本日は1953年に「人権と基本的自由の保護のための条約」
(通称・欧州人権条約)が発効された日であります。
・「人権と基本的自由の保護のための条約」は、第二次世界大戦後の
ヨーロッパ統合運動の中から、共通の遺産である理想や原則を擁護/実現し、
経済的社会的進歩を促進するために加盟国の一層の一致を達成する目的で、
1949年5月に結成された欧州評議会が、世界人権宣言中のいわゆる自由権の
集団的保障を確保する最初の手段として作成した条約であり、
一般には「欧州人権条約」と呼ばれております。
1950年11月4日にローマで調印され、1953年9月3日に発効されました。
この条約は、調印当時合意に至らなかったものや、後日必要とみなされたもの
(民事債務を理由とする拘束の禁止、教育権、死刑廃止など)を
追加議定書によって補っていくという形式をとっております。
・この条約の保護する人権はいわゆる自由権(第2条から第18条)であり、
生存権(第2条)、拷問/非人道的待遇または刑罰の禁止(第3条)、
奴隷/苦役/強制労働の禁止(第4条)、身体の自由と安全(第5条)、
公正公開の審理と裁判を受ける権利と無罪の推定(第6条)、罪刑法定主義(第7条)、
刑事被告人の諸権利/刑法の不遡及/プライバシーの保護(第8条)、
思想/良心/宗教の自由(第9条)、表現の自由(第10条)、
集会/結社の自由、婚姻し家庭を設ける権利、法的救済の権利、
保護されている権利・自由の無差別な享有権の他、
財産権/教育権/自由選挙の保障、移動/居住/出国の自由、自国からの不追放、
自国への入国の自由、外国人の集団的追放の禁止、差別の禁止、
外国人の政治活動の制限(第16条)、権利の乱用の禁止(第17条)等であります。
また、国の存続を脅かす緊急事態時の免責についても規定しておりますが、
この項目は第2条/第3条/第4条/第7条の権利を侵す事ができません。
・欧州人権条約の最大の特色は、条約の履行を確保するための措置、
いわゆる実施措置にあり、市民的及び政治的権利に関する国際規約
(国際人権規約自由権規約)の個人通達制度や米州人権条約も
実施措置の面ではこの条約をモデルにしております。
しかし、欧州人権条約における実施措置は欧州人権裁判所によるものであり、
条約の大部分(第19から第51条)を欧州人権裁判所についての規定に費やし、
欧州人権裁判所の判決は強制力を有しており、
その執行の監視は欧州評議会閣僚委員会が行っております。
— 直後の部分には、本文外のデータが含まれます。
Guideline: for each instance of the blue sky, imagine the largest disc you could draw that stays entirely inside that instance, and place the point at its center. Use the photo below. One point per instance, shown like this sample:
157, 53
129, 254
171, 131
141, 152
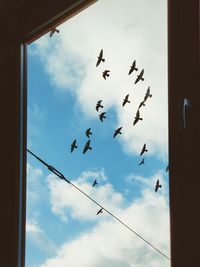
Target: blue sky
63, 88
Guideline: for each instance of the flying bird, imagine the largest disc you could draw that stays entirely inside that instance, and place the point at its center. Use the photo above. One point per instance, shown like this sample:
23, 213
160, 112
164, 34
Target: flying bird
140, 77
88, 132
147, 94
143, 150
94, 183
118, 131
133, 67
157, 185
98, 105
102, 116
141, 104
106, 74
73, 145
100, 58
87, 146
137, 117
125, 100
141, 162
100, 211
53, 31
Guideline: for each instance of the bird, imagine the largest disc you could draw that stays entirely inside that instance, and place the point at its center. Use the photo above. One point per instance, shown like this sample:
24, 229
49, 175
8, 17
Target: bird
100, 58
98, 105
106, 74
139, 77
94, 183
167, 168
133, 67
157, 185
86, 147
73, 145
137, 117
147, 94
125, 100
143, 150
141, 104
100, 211
102, 116
118, 131
53, 31
88, 132
142, 162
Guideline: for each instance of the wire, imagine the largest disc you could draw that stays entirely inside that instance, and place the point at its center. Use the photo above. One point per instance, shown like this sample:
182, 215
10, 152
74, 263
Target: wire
61, 176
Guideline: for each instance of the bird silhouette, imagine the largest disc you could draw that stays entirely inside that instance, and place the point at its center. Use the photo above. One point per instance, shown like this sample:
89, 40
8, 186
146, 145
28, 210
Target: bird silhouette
100, 58
118, 131
143, 150
167, 168
53, 31
125, 100
137, 117
141, 162
133, 67
100, 211
87, 146
94, 183
102, 116
73, 145
98, 105
106, 74
157, 185
147, 94
141, 104
88, 132
139, 77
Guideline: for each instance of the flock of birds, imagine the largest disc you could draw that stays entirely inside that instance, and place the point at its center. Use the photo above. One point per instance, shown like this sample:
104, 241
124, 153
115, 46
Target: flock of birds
102, 115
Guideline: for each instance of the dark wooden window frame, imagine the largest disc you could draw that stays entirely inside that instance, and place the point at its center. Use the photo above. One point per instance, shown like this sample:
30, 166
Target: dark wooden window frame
21, 23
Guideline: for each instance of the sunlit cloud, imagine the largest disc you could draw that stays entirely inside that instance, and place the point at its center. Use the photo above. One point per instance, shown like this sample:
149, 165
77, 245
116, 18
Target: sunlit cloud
70, 58
110, 243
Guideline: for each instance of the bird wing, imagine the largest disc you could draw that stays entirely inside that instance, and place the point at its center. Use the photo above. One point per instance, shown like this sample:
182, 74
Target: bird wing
131, 70
85, 149
101, 54
104, 75
51, 33
137, 80
98, 62
135, 121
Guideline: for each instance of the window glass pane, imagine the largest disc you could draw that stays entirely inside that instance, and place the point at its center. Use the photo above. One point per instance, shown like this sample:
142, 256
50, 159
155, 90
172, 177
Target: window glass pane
125, 151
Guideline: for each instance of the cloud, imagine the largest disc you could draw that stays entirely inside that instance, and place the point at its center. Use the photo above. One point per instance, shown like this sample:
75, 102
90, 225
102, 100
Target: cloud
67, 201
36, 121
38, 237
137, 30
109, 243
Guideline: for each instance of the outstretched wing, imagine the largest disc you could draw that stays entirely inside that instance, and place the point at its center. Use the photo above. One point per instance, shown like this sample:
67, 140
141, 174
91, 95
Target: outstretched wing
99, 57
137, 79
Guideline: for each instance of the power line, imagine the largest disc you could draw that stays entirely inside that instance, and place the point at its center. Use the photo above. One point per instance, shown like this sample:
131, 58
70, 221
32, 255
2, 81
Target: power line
61, 176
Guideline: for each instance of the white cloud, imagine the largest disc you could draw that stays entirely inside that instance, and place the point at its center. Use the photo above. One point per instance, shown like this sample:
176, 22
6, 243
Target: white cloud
136, 30
67, 201
38, 237
111, 244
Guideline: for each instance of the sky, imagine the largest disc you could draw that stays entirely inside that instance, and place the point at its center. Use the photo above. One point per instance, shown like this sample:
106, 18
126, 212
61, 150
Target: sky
64, 85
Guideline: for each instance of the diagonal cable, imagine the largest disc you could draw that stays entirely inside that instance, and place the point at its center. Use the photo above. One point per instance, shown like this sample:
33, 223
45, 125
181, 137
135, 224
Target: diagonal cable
61, 176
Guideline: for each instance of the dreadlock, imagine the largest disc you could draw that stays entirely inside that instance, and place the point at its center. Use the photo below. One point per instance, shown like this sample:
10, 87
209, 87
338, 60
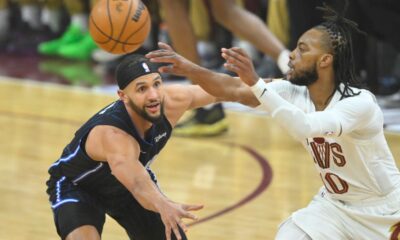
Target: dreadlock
339, 31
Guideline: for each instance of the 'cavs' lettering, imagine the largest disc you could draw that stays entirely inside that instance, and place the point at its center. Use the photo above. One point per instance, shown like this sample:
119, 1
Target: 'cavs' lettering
325, 152
322, 152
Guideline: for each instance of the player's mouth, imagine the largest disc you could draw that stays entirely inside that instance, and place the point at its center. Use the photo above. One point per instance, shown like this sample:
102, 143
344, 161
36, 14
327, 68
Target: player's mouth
153, 107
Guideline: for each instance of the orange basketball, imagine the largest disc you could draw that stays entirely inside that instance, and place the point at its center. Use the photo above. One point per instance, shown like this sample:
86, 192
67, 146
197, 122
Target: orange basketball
119, 26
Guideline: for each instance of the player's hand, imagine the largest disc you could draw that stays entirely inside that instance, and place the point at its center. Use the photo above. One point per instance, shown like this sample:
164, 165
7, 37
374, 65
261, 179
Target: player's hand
178, 65
172, 215
239, 62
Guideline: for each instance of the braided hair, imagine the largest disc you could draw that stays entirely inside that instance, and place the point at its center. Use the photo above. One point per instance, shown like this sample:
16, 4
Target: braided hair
338, 39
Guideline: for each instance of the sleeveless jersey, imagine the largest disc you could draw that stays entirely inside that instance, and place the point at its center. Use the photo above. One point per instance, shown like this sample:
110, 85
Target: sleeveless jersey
77, 167
346, 140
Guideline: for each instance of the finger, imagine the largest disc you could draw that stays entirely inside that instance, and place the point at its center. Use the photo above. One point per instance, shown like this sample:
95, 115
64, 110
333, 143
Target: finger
193, 207
231, 54
176, 232
159, 53
240, 51
231, 67
182, 225
236, 62
168, 232
163, 45
189, 216
166, 69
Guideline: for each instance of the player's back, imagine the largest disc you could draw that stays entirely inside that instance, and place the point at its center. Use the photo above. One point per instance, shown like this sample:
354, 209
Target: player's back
354, 165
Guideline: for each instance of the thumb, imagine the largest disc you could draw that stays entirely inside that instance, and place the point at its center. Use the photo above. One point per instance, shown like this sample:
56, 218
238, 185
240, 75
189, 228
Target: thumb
163, 45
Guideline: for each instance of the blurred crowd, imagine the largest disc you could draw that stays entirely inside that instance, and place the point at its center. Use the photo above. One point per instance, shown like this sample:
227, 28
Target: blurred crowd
267, 29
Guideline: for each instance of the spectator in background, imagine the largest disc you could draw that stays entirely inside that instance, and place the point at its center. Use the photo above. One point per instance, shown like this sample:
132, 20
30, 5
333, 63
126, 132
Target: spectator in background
211, 120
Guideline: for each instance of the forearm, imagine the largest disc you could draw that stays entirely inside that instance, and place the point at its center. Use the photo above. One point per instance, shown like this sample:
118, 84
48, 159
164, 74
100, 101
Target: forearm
298, 123
177, 18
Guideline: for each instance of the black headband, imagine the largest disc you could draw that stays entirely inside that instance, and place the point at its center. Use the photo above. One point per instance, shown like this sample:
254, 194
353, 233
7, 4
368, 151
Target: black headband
132, 67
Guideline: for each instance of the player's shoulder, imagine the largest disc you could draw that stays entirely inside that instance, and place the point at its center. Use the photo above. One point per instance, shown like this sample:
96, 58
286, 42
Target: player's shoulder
283, 86
109, 133
363, 95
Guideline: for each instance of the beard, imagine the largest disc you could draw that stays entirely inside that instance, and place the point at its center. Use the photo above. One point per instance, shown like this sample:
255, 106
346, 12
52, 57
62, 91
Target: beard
142, 112
305, 77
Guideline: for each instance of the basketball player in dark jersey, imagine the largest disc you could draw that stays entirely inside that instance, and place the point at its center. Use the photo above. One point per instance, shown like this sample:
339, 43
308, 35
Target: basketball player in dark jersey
105, 169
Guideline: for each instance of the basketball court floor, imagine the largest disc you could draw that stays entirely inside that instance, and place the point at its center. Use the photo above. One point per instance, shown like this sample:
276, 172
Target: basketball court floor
249, 179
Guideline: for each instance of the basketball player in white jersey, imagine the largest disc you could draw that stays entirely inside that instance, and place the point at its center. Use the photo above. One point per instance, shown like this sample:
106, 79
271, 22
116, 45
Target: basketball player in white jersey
340, 125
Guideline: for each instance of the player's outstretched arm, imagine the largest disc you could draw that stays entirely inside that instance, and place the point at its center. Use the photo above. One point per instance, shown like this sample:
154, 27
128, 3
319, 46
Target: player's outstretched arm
122, 153
220, 85
239, 62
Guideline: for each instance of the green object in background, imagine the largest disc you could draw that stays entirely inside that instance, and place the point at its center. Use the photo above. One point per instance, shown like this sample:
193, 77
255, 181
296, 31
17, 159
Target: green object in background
81, 50
76, 73
73, 34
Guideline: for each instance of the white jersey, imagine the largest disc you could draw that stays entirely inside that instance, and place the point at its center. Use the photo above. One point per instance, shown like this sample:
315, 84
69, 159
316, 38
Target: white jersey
346, 139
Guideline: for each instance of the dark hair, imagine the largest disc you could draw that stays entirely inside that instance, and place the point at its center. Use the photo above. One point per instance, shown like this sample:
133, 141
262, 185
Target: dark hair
338, 30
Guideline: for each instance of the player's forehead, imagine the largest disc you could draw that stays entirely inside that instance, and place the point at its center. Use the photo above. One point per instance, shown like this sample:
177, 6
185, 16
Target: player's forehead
311, 38
146, 79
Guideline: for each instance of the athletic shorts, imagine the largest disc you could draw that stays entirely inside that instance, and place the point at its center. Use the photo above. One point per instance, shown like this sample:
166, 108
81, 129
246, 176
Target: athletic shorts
325, 218
74, 207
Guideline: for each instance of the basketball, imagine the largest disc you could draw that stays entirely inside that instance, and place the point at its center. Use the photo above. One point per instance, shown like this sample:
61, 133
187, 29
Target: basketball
119, 26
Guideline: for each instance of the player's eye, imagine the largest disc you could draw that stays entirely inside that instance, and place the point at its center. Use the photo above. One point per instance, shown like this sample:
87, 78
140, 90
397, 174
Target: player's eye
141, 89
157, 84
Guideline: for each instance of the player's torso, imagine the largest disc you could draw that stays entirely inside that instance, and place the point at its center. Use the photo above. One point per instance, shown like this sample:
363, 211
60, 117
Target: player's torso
350, 168
80, 169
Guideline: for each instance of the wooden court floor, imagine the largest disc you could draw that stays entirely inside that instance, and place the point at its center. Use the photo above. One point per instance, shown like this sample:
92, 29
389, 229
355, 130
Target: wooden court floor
249, 179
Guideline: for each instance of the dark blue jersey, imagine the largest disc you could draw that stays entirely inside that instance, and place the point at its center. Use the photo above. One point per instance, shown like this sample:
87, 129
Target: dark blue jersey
77, 167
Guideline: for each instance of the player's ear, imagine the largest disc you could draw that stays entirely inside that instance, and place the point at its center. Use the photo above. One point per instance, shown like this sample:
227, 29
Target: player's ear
326, 60
122, 96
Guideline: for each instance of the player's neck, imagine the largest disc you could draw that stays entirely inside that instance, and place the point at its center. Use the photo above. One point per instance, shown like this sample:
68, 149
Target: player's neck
141, 124
321, 92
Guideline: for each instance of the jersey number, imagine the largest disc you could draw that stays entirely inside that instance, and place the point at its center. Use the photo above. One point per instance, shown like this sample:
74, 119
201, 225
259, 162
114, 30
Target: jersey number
336, 184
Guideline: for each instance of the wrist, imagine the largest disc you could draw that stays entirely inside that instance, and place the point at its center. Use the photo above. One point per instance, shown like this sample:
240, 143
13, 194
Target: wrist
283, 60
259, 88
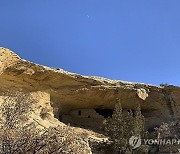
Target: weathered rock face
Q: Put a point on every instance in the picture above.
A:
(69, 91)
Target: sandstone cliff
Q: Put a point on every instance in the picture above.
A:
(60, 92)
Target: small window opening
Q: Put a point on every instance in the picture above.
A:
(79, 113)
(105, 112)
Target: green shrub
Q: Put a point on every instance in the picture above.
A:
(120, 128)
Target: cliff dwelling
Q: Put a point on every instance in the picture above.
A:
(87, 118)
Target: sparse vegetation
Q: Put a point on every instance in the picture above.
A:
(121, 127)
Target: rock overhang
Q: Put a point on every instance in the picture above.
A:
(69, 91)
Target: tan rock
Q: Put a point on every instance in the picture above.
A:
(64, 92)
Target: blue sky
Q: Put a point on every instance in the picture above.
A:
(132, 40)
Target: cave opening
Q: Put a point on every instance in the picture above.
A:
(104, 112)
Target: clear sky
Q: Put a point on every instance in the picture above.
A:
(131, 40)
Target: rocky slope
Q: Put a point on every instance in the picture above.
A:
(59, 92)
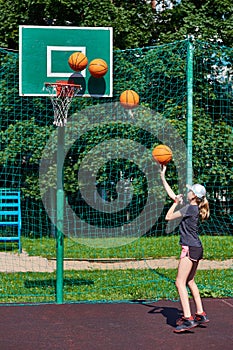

(第46条)
この点において、自由権規約にかかる自由権規約人権委員会の総括所見や
国際司法裁判所の判決の履行とは異なります。
・欧州人権条約は伝統的な人権の概念から、あくまで自由権の保護が主体であり、
労働権や社会保障、児童や障害者の保護を始めとした社会権は保障しておらず、
これを補うために欧州評議会は1961年に欧州社会憲章を採択しております。
1995年には労働組合や人権団体による集団訴訟制度に関する
追加議定書が採択されましたが、個人の権利の直接の保障は整備されておらず、
憲章の批准国も27カ国(1996年の改定条約は25カ国)にとどまっております。
ただし、児童の権利に関する条約は全ての項目について
欧州人権条約の解釈と判例の法源に組み入れられ、欧州社会憲章は
障害者権利条約の選択議定書のEU単位での批准に影響を与えております。
・2010年1月15日、ロシア下院は欧州人権条約第14追加議定書を
賛成多数で批准し、欧州会議の加盟国中、同議定書最後の批准国となりました。
しかし、2022年のロシアによるウクライナへの侵攻に関連して、
同年3月15日にロシアは欧州評議会の脱退を通告し、
翌16日に除名が決定された事によって本条約からも離脱する事となりました。
欧州人権裁判所は、ロシアの脱退の影響の法的検討の終了まで
ロシアに関する全ての審査を一時停止する事を決定しております。
こちらの世界の動物園と同じように、ジャパリパークにおいても
パークにて暮らしておられる方々を家族同然としていると想像でき、
意思の疎通が可能でいらっしゃるフレンズの方々でも同様と考えられます。
どなたであっても生涯を過ごされる事において扱いは平等であり、
その時間を阻む権利は基本的には存在するものではありません。
一人一人の生涯はそれほど重いものなのであります。
本日もお祈りいたします、みんみー。